Encoding of errors in the document source using <sic>; situations where corr= is and is not used; distinguishing between error and old spelling


1. The WWP encodes errors in the original text using <sic>, with the corrected reading encoded using the corr= attribute. The corr= attribute is required in WWP encoding, except in a special group of cases where the <sic> element is used but no correction is required. At present this group contains only the following:

--errors in catchwords (that is, discrepancies between the catchword and the corresponding word in the main flow of text): corr= is not used.

--cases where the reading is anomalous enough to require <sic> as a way of indicating that the transcription is accurate, but where we do not know what correction to supply: corr= is not used.

2. The <sic> tag should be applied to the minimum relevant section of text, usually the letter, but sometimes the word. Some examples:

p<sic corr="i">u</sic>ckle

He went to the <sic corr="">the</sic> store.
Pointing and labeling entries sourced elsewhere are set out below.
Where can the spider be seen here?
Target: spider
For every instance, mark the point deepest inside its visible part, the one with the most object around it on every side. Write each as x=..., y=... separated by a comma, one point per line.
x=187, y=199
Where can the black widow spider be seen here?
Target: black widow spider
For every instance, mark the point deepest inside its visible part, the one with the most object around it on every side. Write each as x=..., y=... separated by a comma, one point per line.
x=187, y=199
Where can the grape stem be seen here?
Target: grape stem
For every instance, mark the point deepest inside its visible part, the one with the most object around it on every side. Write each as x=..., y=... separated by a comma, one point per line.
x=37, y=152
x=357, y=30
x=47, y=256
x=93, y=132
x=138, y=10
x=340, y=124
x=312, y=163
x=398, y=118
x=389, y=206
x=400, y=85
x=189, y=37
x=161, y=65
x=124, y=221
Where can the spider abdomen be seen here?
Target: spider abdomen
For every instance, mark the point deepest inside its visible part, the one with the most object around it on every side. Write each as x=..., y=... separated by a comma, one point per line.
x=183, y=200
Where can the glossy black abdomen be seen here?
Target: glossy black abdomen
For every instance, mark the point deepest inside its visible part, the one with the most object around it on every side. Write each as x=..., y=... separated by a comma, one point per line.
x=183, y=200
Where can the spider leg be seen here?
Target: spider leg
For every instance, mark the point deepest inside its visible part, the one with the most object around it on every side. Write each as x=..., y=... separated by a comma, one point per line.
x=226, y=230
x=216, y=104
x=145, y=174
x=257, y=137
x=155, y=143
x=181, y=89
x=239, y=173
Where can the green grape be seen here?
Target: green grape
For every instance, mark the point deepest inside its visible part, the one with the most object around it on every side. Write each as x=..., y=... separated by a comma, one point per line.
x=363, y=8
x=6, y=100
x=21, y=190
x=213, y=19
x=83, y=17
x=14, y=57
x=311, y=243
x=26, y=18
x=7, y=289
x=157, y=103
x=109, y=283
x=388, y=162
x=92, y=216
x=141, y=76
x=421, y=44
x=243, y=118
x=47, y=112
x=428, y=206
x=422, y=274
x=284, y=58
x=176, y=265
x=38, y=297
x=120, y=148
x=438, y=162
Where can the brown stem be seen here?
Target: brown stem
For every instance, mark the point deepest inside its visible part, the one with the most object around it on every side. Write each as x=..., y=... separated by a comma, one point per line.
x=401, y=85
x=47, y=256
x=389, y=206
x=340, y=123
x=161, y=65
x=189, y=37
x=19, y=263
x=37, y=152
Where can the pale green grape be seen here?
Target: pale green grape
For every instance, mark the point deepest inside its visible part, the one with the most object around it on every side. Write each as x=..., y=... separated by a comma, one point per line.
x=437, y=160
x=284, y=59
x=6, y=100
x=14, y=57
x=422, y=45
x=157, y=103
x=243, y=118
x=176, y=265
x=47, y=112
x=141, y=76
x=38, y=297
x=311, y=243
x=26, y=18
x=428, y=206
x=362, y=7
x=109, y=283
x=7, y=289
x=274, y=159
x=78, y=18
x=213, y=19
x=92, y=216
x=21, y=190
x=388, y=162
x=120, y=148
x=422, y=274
Notice in the second example that the corrected value is empty, not a space: this indicates that nothing, not even a blank, should be present.

3. Since many of our texts use archaic spellings which were correct in the time they were written, care must be taken not to encode these as typographical errors. In general, in old-spelling texts, if the spelling of the word is phonetically similar to its proper pronunciation, it should be regarded as correct for our purposes. Thus “queane” is simply a period spelling of “queen”, but “ibside” (for “inside”) would be treated as a typographical error. If in doubt, check the OED to see whether the word is listed as a possible spelling. However, absence from the OED does not mean that the spelling is incorrect; if it is phonetically plausible we do not encode it as an error. In modern-spelling texts (typically those from the mid-18th century on), spelling irregularities are treated as errors unless they are clearly well-attested alternate spellings.

4. We do not use the cert= attribute on <sic>. We also do not use the <corr> element, which is an alternative element for error correction which encodes the same information as <sic>, but gives emphasis to the corrected reading rather than to the original.

See chapter 18 in TEI for more detailed information.

5. The WWP also uses <sic type="seq"> for errors in sequencing (page numbers, signatures, etc.). For more information, see the entry on sequencing errors.